L’apologie du nihilisme selon Vattimo
Pour Vattimo, le
nihilisme est encore à l’œuvre dans nos sociétés et il est donc trop tôt pour
pouvoir en tirer un bilan. Mais, d’ores et déjà, et contrairement à une vision
largement répandue, pour lui, le nihilisme est une chance, et probablement la
seule, dont l’homme dispose pour sortir de la modernité. Pour définir le
nihilisme, il reprend les définitions de Nietzsche et Heidegger, philosophes
qu’il voit comme les penseurs du nihilisme.
Chez Nietzsche, le nihilisme
se traduit principalement par la mort de Dieu, c’est-à-dire la dévalorisation
des valeurs suprêmes. Mais, et ceci sera constant dans l’approche de Vattimo,
cette disparition n’est pas synonyme de fin, bien au contraire. Dans ce cas, la
mort de Dieu va permettre le développement des valeurs. Plus encore, tant que
Dieu est vivant, les valeurs ne peuvent pas se développer. Il faut mettre un
terme aux valeurs suprêmes pour que les valeurs se développent. Voilà une
première pierre pour construire l’édifice de Vattimo : un édifice dont le
nihilisme rend possible la construction.
Chez Heidegger, le nihilisme
est le processus par lequel, à la fin, il
n’en est plus rien quant à l’être. L’être s’annihile complètement en se
transformant entièrement en valeur : « pour
Heidegger, la réduction de l’être à la valeur met l’être sous la coupe du sujet
qui ‘reconnaît’ les valeurs… »[3].
Mais attention, il faut comprendre ici valeur au sens de valeur d’échange.
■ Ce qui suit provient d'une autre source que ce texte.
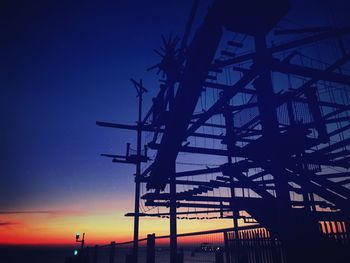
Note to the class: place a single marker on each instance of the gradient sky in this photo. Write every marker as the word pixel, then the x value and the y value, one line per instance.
pixel 64 65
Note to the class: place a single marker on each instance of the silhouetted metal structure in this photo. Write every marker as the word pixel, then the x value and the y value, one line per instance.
pixel 277 126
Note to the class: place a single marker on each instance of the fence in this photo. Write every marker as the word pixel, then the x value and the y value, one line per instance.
pixel 249 244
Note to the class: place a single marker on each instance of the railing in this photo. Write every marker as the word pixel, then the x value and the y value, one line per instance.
pixel 249 244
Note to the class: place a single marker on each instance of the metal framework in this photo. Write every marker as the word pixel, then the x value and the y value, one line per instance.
pixel 269 122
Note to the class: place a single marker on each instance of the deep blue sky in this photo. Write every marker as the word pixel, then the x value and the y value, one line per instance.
pixel 66 64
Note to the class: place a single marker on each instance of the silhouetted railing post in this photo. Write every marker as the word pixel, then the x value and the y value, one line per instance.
pixel 112 252
pixel 219 256
pixel 180 256
pixel 94 260
pixel 227 247
pixel 151 248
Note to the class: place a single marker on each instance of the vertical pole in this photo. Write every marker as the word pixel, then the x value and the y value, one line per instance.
pixel 151 248
pixel 95 254
pixel 230 143
pixel 112 252
pixel 227 247
pixel 140 91
pixel 173 230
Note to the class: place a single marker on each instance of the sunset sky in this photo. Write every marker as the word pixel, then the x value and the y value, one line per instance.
pixel 66 65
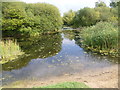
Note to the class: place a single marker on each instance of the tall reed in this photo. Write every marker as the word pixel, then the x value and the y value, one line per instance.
pixel 102 38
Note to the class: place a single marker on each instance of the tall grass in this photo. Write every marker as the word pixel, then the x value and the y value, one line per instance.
pixel 9 50
pixel 102 38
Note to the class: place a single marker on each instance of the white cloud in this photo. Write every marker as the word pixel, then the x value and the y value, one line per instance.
pixel 65 5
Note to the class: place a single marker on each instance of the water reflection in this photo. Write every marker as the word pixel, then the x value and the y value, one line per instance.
pixel 39 47
pixel 51 56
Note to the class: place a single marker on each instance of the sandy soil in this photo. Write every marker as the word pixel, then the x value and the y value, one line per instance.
pixel 99 78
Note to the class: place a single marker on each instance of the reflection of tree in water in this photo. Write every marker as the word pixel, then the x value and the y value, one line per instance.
pixel 69 34
pixel 40 47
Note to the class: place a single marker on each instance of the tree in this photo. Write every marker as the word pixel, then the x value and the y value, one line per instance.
pixel 29 19
pixel 100 4
pixel 68 18
pixel 86 17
Donc, le nihilisme est l’absorption de la valeur d’usage par la valeur
d’échange : « le nihilisme, ce
n’est pas le fait que l’être serait sous la coupe du sujet, mais que l’être se
soit entièrement dissous dans le discourir de la valeur, dans les
transformations indéfinies de l’équivalent général. »[4]
Réduire l’être à la valeur
d’échange peut sembler signer, pour bon nombre, une dégénérescence de la pensée
et appeler à des réactions vives. Vattimo désigne comme fers de lance de cette
réaction le marxisme et la phénoménologie. Il pointe également le long conflit
qui oppose les sciences de la nature aux sciences de l’esprit. Les sciences de
l’esprit sont la zone de la valeur d’usage.
Mais, aux yeux de Vattimo, il s’agit là de combats d’arrière-garde. Pour
Vattimo, la consommation de l’être par la valeur est une chance. C’est une
chance qu’il faut saisir même si elle ne se soldera ni par la gloire ni par
l’arrivée de nouvelles valeurs métaphysiques mais bien par un nouveau monde,
enfin sorti de la modernité. Ce nouveau monde ne sera pas authentique (comment
pourrait-il l’être puisque Dieu est mort ?) mais il devra être considéré
comme ce qu’il est : une fable. Dans le monde de la valeur d’échange
généralisée, tout est donné comme narration, comme récit. Le rôle des media est
ici considérable.
Le nihilisme est bel et bien
une chance en un triple sens. D’abord au sens effectif car la massification de
l’information, la médiatisation ne sont pas nécessairement synonymes
d’aggravation de l’aliénation. Au contraire, la déréalisation va faciliter la
mobilité du Symbolique et non créer de nouvelles valeurs suprêmes.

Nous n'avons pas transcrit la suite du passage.